The Five Worst Shows You Are Watching…
Note: This excludes reality shows that are, of course, a given to be awful and also inexplicably popular shows that critics gave up on a long time ago.
5. Grimm…I hate listing this show here since I was a fan at one point, but it’s really been running in place for too long now. The weekly cop cases involving Nick aren’t nearly as interesting as what Monroe and Rosalee are up to. When a fantasy-horror-cop show is most intriguing while following a dorky wolf man watchmaker-sidekick and his cozy domestic life, you know something’s gone wrong.
4. The Walking Dead…It’s become blasphemy to point out that this show has no creative direction and little plot momentum, but the last eight episodes (Part B of season 4) were literally a trek through the woods, slowing the pace to a crawl. Almost every major character was off on their own, with two or three episodes going by where we didn’t see some of them, only highlighting just how little most people on this show mean to us. I’m still pulling for a Rick and Michonne romance, but that’s the only interest I have in whether somebody lives or dies.
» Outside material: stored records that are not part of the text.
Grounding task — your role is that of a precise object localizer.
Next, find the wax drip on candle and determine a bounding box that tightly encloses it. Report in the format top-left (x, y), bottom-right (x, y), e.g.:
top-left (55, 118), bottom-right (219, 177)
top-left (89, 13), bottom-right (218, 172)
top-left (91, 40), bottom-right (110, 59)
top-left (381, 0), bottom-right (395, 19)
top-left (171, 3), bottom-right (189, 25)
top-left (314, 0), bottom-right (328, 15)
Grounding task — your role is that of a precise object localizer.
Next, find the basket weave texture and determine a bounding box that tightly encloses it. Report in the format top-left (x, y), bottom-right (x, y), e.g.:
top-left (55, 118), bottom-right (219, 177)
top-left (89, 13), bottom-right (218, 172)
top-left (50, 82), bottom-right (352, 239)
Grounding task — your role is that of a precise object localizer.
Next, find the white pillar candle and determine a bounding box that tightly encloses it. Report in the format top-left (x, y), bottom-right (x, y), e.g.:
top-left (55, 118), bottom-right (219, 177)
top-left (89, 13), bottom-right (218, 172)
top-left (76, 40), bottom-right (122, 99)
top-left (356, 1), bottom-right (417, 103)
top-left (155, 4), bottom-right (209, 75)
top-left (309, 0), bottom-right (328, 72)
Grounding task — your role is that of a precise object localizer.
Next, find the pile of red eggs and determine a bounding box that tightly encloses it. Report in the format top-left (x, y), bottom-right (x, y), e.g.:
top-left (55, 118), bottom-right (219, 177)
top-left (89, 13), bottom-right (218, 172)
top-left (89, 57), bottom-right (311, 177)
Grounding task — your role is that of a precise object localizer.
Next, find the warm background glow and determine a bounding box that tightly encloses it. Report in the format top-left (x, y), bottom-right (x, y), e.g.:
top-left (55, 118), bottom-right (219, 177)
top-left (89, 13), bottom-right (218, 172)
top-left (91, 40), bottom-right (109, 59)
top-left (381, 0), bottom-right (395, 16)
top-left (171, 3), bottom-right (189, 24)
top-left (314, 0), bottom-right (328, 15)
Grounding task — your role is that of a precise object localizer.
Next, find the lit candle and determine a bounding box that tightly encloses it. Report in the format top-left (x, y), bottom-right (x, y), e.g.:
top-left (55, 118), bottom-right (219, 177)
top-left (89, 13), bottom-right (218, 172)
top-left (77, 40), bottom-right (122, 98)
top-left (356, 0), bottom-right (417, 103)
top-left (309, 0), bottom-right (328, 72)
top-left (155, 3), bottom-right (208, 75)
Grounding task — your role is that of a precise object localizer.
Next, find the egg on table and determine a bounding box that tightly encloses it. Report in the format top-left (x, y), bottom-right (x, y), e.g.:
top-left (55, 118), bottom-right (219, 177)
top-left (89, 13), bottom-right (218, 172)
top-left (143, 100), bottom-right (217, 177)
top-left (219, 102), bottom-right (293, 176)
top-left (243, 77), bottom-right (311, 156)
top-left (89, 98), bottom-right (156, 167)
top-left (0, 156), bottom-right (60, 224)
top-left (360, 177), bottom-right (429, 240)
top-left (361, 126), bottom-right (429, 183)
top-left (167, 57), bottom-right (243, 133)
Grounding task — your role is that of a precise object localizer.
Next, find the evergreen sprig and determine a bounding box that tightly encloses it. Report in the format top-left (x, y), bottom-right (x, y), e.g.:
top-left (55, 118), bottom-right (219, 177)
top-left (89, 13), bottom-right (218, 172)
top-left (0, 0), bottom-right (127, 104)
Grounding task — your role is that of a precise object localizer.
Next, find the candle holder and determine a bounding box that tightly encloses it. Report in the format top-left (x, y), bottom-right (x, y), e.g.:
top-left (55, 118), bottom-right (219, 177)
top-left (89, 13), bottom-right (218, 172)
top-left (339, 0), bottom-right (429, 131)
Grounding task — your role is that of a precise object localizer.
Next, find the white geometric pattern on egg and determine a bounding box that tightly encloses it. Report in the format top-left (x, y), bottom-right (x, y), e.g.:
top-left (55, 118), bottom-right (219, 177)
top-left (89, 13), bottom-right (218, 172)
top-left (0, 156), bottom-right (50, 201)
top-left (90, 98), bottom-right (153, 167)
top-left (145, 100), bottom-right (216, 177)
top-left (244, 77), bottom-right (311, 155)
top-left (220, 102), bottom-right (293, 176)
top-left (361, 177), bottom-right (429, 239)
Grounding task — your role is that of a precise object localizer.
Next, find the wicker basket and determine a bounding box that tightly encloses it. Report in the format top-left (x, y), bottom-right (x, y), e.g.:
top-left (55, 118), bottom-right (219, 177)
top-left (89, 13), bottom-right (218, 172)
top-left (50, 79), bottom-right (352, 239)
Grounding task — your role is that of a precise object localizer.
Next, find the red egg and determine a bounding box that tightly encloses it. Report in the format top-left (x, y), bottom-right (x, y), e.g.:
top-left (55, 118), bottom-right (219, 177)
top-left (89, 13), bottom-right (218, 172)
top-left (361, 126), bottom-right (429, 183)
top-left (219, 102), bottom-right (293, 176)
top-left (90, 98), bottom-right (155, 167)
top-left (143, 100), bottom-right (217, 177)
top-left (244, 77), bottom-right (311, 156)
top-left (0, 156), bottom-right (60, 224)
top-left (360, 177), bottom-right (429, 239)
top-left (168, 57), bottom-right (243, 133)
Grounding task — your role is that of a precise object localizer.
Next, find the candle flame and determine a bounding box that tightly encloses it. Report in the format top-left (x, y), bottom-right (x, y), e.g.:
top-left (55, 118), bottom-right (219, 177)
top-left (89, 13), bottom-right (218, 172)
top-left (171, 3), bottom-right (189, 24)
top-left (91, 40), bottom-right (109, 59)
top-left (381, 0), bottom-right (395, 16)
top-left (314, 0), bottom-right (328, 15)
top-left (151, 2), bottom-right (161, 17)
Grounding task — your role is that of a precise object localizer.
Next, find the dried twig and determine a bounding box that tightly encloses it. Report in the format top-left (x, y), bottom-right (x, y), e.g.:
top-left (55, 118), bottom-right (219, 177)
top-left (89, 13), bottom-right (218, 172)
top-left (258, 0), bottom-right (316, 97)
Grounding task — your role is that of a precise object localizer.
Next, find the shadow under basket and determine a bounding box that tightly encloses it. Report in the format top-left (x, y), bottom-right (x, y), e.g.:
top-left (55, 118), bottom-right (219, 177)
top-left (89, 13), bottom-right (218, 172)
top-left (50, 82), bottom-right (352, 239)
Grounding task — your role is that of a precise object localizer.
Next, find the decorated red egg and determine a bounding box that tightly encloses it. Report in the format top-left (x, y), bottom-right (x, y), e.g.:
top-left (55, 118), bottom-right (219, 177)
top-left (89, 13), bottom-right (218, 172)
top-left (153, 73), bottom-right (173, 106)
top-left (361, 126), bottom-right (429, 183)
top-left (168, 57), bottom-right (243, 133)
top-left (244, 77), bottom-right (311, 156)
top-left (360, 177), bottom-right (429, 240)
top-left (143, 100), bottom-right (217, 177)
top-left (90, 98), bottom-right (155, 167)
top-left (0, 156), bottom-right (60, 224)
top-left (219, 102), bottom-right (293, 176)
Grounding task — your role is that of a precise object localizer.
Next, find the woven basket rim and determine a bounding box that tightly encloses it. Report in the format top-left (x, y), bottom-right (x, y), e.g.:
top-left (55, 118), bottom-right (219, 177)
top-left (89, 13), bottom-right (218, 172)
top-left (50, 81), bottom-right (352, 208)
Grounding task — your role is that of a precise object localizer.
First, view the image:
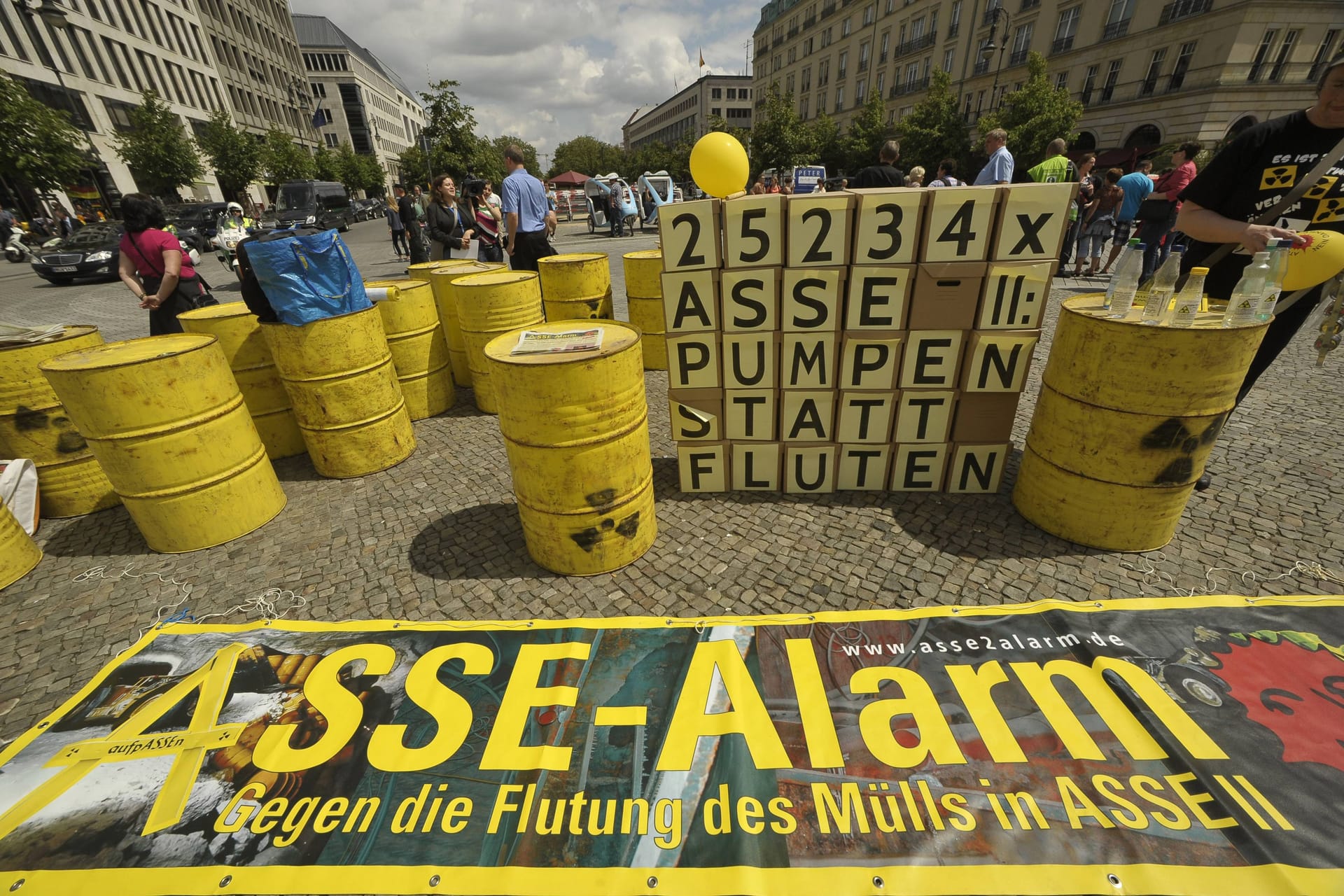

3. Brooklyn Nine Nine…This show was an early renewal for Fox, and won this year’s Golden Globe for Best Comedy Series. It’s a series that I really thought I liked until I realized that I didn’t laugh one time watching 22 episodes, and am actively annoyed by Andy Samberg’s lead character.
2. Pretty much anything on CBS that’s not The Good Wife: That’s right, the whole network is extremely popular but I can’t hardly sit through an episode of Criminal Minds, NCIS, NCIS LA, The Mentalist (how in the hell did that escape cancellation this time?), Blue Bloods, etc. And then their lousy comedy slate like Mom, Mike and Molly, Two and Half Men. Yep, even the precious The Big Bang Theory isn’t worth the monstrous ratings it commands.
At one point and time I even liked Person of Interest, but they quietly eroded its quality by killing off Taraji P. Henson and adding on more cartoonish characters like Root and Shaw. It went from a show that’s more about detectives in NY to a silly spy show that gets more outlandish each episode, and it’s become increasingly pro-surveillance now that the “bad guys” are an implausibly well organized and funded privacy group.
1. The Following…What happened to this show? Poor Kevin Bacon, starring in something that is not only the “Worst Show I’ve Seen Every Episode Of” but arguably the worst scripted drama on television. It’s like the anti-Hannibal: a silly and cheap serial killer series where nobody dies and you don’t believe in any character’s actions for a single second, nor do you care.